Other benefits can include:
- Near real-time insights from large crowds highlighting concerns and needs before they become problematic.
- Elimination of travel time which is especially useful for large scale surveys.
- Access to groups that might not feel comfortable contributing to traditional face to face research processes.
- Less room for human error – less pressure on enumerators correctly understanding responses and accurately entering the data.
But…there are no silver bullets
A key differentiator between crowdsourcing tools is the validity of data. This is an important question that needs interrogating each time a data collection exercise is planned. You should ask yourself whether you need indicative or representative data.
Indicative data give you a sense of what’s happening and what people think whereas representative data lets you generalise findings to the wider population. To better understand the difference between indicative and representative data, read this blog post written by our CEO/ data geek. Indicative data is quicker and cheaper to generate than representative data using crowdsourcing tools.
As with any method, crowdsourcing relies on the willingness of people to participate and provide insights. Often people are motivated to participate because they believe in study objectives, as a result of financial or other incentives, or because of social obligation (i.e. politeness).
In automated polling, the limits of virtual and automated communication can make it more difficult to persuade people of the importance of taking part. Lack of human interaction weakens social obligation too. And so, the incentive factor becomes more important. This is not a problem in itself but must be monitored when considering the reliability of responses and possible attempts to game the system for personal gain.
Can we marry the best of traditional and human approaches?
Crowdsourcing offers immense opportunities to reach more people, more often. However, as we have seen, there are real limits to what can be done with automated polling data.
One approach to tackling data validity issues while retaining the benefits of crowdsourcing is to ‘humanize’ the methodology. Emani’s crowdsourcing engine relies on purpose-built networks of individuals who were, in the first instance, recruited into the network by real, identifiable people. Although this takes a bit longer than reaching out by SMS or a downloadable app, it means that we are able to explain Emani’s social mission, the benefits of being part of the community, and our parallel incentive structure.
Network members grow the network on request, and follow quotas to seek out groups that might evade other sampling approaches. To prevent groups becoming too homogenous, network members are limited in the number they can recruit. This approach draws on respondent-driven sampling methodologies, which have become pivotal in the public health and criminology fields.

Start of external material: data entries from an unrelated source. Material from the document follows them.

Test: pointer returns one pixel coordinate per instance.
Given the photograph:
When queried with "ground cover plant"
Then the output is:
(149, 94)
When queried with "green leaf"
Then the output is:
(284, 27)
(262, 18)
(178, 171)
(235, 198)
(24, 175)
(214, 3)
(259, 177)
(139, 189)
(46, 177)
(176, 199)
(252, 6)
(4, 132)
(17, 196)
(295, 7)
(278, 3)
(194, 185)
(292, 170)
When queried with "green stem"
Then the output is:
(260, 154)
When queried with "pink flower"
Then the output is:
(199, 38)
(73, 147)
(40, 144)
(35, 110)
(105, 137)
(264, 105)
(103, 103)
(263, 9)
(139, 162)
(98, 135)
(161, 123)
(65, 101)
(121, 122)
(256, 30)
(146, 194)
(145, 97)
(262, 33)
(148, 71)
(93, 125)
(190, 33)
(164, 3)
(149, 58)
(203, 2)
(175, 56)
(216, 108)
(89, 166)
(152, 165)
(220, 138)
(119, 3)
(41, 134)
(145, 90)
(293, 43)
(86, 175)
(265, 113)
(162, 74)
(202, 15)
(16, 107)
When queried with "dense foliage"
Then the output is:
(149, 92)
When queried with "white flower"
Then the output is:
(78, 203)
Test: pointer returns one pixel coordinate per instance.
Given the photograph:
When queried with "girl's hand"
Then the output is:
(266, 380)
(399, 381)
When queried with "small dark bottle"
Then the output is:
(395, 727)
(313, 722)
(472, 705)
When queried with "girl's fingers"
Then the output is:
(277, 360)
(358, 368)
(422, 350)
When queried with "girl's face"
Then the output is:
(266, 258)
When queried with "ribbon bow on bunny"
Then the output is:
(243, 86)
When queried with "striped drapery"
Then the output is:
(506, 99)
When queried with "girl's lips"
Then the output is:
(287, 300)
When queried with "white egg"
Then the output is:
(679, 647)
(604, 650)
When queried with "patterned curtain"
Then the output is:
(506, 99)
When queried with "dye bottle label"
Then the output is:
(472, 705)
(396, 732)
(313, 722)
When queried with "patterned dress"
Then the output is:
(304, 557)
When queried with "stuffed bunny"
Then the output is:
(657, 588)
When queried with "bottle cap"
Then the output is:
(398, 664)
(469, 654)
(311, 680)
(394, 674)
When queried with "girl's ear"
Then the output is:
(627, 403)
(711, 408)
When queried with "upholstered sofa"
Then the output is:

Emani is motivated to build inclusive networks that do not exclude the (digitally) illiterate or disconnected. When someone joins the network, we ask them their preferred means of communication (WhatsApp, SMS, online form, phone call, or in-person visit) so that survey requests can be made in the way that best suits them.
It’s not perfect but we believe it’s a step in the right direction. The combinations of technology and human ingenuity have opened up vast potential for engaging humans in generating data, contributing to monitoring social impact and decision-making in never-before-seen ways. Crowdsourcing with a human touch and attention to network mobilisation and maintenance helps us maximize this potential.